This morning [Nevember 6th 2012] I came across my unpublished notes concerning a story written by Lord Alistair McAlpine. It seems a good time to publish them in this era of scandals concealed and scandals revealed
The notes were tucked away in a book, and seem to have been written sometime in the late 1990s. I must have been collecting materials on political leadership, but I can’t recall completing them for publication.
In the first of my notes, the author is writing about a political intrigue around a leadership challenge. He warns that the plotters have to be careful because “there was a time when the stalking horse won and stayed there for three terms (in office)”.
Hypocrisy and cynicism
In the second extract, I had marked up the following passage:
“Hypocrisy and cynicism are not uniquely the stuff of politics nor indeed of politicians. They are weapons of the second-rate in all walks of life … the tools of those who would only better their own positions. Those I write of have neither principles nor morals so they cannot be chastised for what they do”.

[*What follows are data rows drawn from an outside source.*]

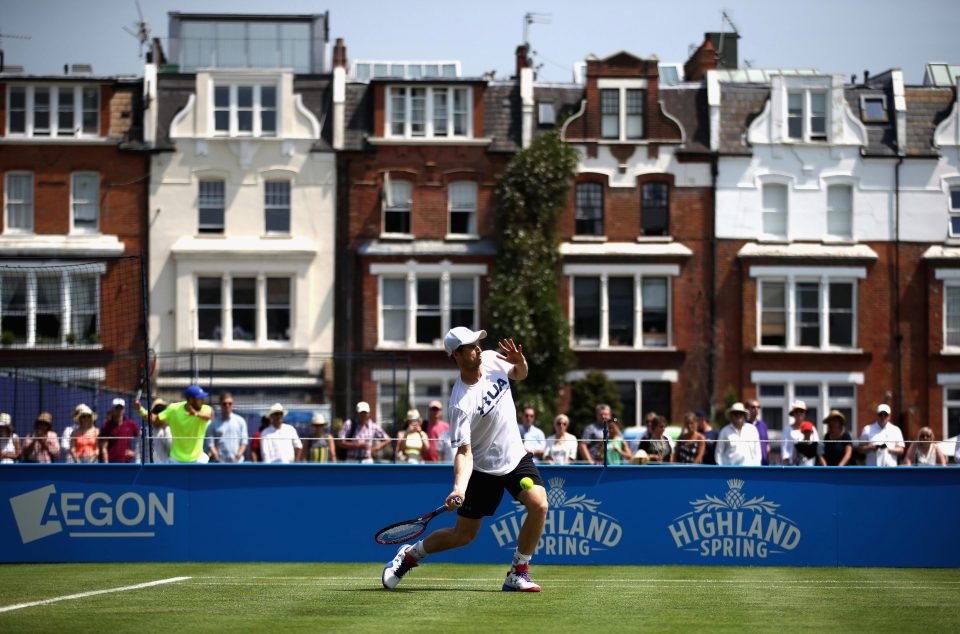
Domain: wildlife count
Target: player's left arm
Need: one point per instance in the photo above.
(513, 353)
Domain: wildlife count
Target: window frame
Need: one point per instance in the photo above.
(807, 115)
(233, 109)
(458, 115)
(66, 279)
(28, 204)
(277, 208)
(261, 338)
(410, 274)
(580, 217)
(74, 202)
(470, 213)
(825, 279)
(78, 111)
(640, 273)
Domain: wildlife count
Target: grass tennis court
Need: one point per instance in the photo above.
(467, 598)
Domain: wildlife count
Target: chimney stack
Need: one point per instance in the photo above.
(703, 59)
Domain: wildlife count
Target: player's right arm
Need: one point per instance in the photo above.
(462, 468)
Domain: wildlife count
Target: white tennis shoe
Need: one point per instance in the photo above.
(518, 580)
(394, 571)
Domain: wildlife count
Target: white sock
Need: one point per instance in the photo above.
(417, 551)
(519, 558)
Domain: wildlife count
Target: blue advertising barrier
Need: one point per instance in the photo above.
(764, 516)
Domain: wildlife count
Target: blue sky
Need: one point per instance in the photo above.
(844, 36)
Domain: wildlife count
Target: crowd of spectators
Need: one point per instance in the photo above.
(191, 431)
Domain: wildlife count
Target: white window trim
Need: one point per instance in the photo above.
(639, 272)
(428, 112)
(74, 230)
(622, 85)
(476, 204)
(951, 280)
(833, 181)
(31, 271)
(807, 114)
(823, 276)
(7, 229)
(823, 379)
(410, 271)
(78, 132)
(233, 83)
(226, 318)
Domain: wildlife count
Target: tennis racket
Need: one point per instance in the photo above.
(409, 529)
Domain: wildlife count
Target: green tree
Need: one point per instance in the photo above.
(586, 394)
(523, 302)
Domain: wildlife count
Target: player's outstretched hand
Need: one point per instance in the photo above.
(511, 352)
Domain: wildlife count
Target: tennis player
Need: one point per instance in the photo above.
(490, 458)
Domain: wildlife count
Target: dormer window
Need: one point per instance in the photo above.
(621, 113)
(873, 108)
(244, 110)
(807, 115)
(429, 112)
(53, 111)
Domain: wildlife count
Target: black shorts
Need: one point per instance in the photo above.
(484, 491)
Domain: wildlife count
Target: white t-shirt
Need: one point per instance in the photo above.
(278, 444)
(875, 434)
(483, 416)
(741, 448)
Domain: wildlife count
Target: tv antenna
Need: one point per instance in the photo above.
(533, 18)
(142, 32)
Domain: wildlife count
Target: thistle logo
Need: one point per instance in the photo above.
(734, 526)
(574, 526)
(42, 512)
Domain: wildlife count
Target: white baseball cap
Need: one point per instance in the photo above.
(461, 336)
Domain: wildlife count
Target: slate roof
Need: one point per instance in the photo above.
(688, 105)
(881, 137)
(739, 106)
(926, 108)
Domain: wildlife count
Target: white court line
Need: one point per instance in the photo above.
(8, 608)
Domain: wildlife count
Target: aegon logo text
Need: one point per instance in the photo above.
(43, 512)
(734, 527)
(574, 526)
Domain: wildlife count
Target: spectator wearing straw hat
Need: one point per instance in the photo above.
(9, 441)
(188, 420)
(118, 435)
(413, 440)
(798, 412)
(280, 442)
(837, 446)
(881, 441)
(320, 446)
(44, 445)
(228, 439)
(362, 438)
(435, 426)
(83, 440)
(739, 442)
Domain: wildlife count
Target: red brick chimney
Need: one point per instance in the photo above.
(339, 54)
(703, 59)
(523, 58)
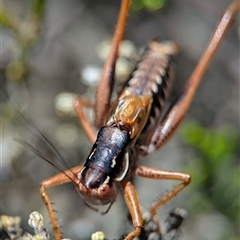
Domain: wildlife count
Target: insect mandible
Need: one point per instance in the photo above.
(133, 125)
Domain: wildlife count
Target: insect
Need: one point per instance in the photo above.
(131, 126)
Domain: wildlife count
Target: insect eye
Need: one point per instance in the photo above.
(103, 190)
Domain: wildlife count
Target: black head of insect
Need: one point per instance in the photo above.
(106, 164)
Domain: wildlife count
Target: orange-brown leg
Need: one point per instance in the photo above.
(131, 200)
(60, 178)
(167, 127)
(105, 87)
(79, 105)
(154, 173)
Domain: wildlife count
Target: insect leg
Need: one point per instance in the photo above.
(105, 87)
(154, 173)
(131, 200)
(89, 130)
(60, 178)
(170, 122)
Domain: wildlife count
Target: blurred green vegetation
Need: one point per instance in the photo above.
(150, 5)
(215, 171)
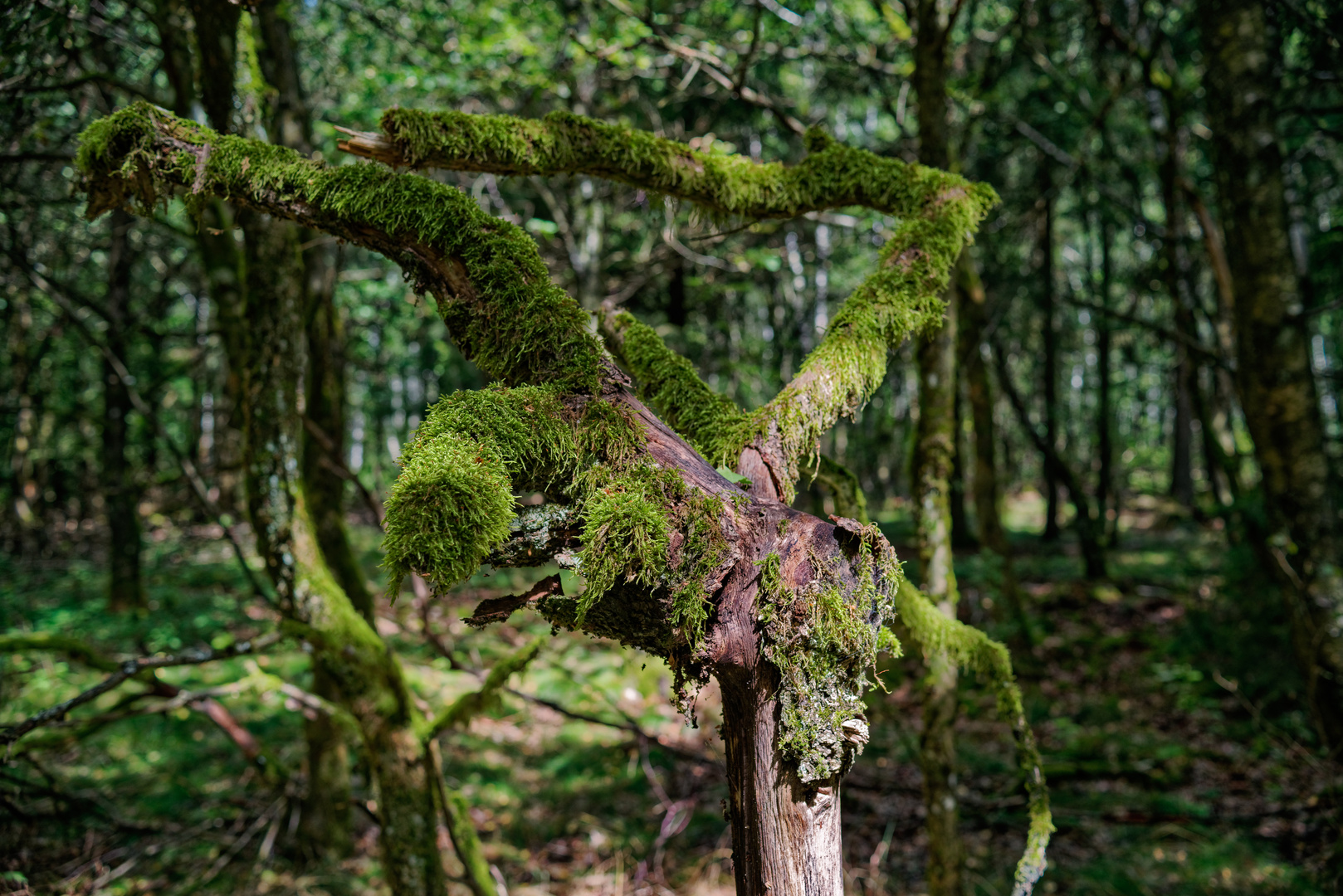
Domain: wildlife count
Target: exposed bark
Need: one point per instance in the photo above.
(1273, 379)
(125, 586)
(769, 567)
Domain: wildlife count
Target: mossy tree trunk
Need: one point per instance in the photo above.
(348, 655)
(936, 440)
(782, 607)
(1273, 377)
(325, 821)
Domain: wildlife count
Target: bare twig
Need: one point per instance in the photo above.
(129, 670)
(198, 485)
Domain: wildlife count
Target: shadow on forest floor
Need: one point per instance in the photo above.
(1163, 700)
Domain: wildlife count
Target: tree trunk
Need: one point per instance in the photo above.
(934, 469)
(1106, 402)
(1275, 381)
(787, 601)
(932, 472)
(971, 320)
(326, 805)
(1049, 344)
(1186, 370)
(784, 835)
(125, 586)
(364, 677)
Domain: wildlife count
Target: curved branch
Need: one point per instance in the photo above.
(904, 296)
(488, 277)
(830, 176)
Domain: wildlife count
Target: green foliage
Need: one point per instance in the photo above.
(669, 383)
(700, 518)
(970, 648)
(453, 501)
(628, 528)
(528, 331)
(461, 711)
(939, 212)
(830, 176)
(823, 640)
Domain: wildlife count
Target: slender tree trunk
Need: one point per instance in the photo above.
(1049, 344)
(971, 321)
(325, 822)
(1275, 379)
(932, 473)
(780, 844)
(1106, 401)
(1186, 370)
(125, 587)
(365, 679)
(962, 533)
(934, 468)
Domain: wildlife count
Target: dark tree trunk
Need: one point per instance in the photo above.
(1049, 344)
(325, 821)
(962, 533)
(971, 321)
(934, 472)
(1275, 381)
(125, 586)
(1107, 501)
(1186, 370)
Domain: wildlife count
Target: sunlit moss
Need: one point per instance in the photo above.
(970, 648)
(528, 331)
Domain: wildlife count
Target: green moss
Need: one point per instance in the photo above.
(823, 640)
(973, 649)
(669, 383)
(628, 528)
(515, 324)
(706, 548)
(453, 501)
(830, 176)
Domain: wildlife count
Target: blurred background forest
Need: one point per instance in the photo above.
(1099, 426)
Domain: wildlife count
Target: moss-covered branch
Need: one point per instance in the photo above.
(939, 212)
(971, 649)
(471, 704)
(669, 383)
(489, 280)
(830, 176)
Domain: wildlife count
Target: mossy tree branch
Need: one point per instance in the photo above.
(672, 553)
(939, 212)
(488, 277)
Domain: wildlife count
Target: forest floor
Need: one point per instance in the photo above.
(1163, 700)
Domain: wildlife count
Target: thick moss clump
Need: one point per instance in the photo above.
(512, 321)
(669, 383)
(453, 505)
(453, 501)
(823, 640)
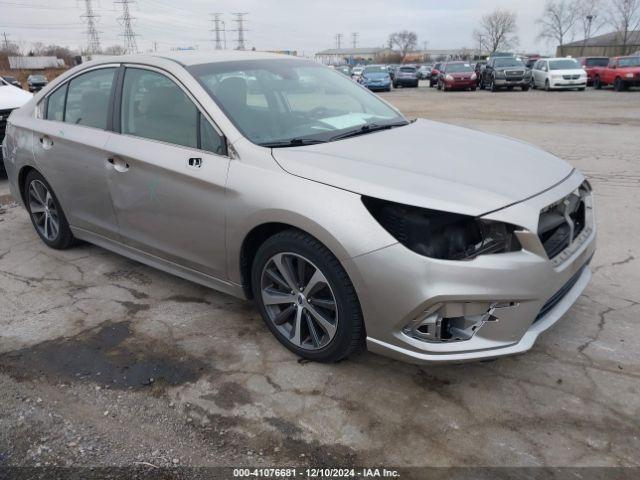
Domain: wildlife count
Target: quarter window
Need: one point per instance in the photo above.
(55, 104)
(88, 98)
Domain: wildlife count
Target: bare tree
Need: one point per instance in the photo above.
(497, 31)
(589, 19)
(405, 41)
(114, 50)
(557, 21)
(625, 17)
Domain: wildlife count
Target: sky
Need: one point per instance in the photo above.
(307, 26)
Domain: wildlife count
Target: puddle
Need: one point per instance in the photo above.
(108, 355)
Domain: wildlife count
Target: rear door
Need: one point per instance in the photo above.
(168, 172)
(69, 148)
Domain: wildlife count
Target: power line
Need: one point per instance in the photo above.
(93, 40)
(217, 31)
(241, 30)
(130, 44)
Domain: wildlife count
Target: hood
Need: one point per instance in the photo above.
(12, 97)
(466, 171)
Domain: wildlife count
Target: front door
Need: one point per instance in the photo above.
(69, 149)
(168, 173)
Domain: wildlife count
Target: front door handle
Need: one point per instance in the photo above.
(46, 142)
(119, 165)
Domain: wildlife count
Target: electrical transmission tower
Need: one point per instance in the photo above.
(93, 40)
(130, 44)
(241, 30)
(217, 30)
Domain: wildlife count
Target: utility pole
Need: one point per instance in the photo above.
(216, 29)
(241, 29)
(130, 44)
(93, 40)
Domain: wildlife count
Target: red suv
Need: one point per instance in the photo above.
(457, 76)
(622, 73)
(593, 66)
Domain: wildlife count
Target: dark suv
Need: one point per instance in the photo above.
(505, 72)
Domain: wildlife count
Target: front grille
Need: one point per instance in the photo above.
(560, 294)
(561, 223)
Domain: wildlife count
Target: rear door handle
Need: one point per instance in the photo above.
(46, 142)
(119, 165)
(195, 162)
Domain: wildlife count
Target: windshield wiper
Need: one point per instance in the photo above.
(294, 142)
(368, 128)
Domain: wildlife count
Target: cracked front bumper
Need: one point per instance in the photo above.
(396, 286)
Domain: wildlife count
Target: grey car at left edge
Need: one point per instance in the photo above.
(280, 180)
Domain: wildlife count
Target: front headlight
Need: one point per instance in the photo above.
(442, 235)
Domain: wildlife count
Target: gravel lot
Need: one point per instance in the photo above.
(104, 361)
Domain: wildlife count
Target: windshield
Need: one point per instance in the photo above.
(564, 64)
(376, 70)
(629, 62)
(278, 101)
(508, 62)
(458, 67)
(597, 62)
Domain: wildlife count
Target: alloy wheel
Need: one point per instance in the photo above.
(299, 301)
(43, 210)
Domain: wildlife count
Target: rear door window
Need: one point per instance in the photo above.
(88, 98)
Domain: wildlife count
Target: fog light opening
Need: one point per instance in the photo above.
(453, 322)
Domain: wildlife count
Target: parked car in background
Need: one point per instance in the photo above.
(424, 72)
(11, 97)
(435, 74)
(478, 68)
(622, 73)
(36, 82)
(457, 76)
(344, 69)
(505, 72)
(376, 78)
(12, 81)
(470, 255)
(406, 76)
(558, 74)
(593, 66)
(356, 72)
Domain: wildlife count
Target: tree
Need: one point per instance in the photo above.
(588, 19)
(405, 41)
(625, 17)
(557, 21)
(497, 31)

The trades are completely different
A final quote mused on “how strange it is that politicians have such admiration for those who succeed in business … The delusion explains a lot of the problems suffered by our nation … [because] the two trades are totally different”.
The extracts are from Lord McAlpine’s work of fiction, Letters to a young politician, written around the mid 1990s. I re-read my copy of the book for this post.
You will find an excellent review of the book, by Andrew Marr, who exercises the reviewer’s right to avoid revealing how Lord McAlpine’s story turns out in the end.
Lord McAlpine has suffered from false accusations this week [Nov 6th-12th 2012]. The false allegations, repeated on the BBC’s Newsnight programme, contributed to the resignation of George Entwistle from the post of Director General of the BBC.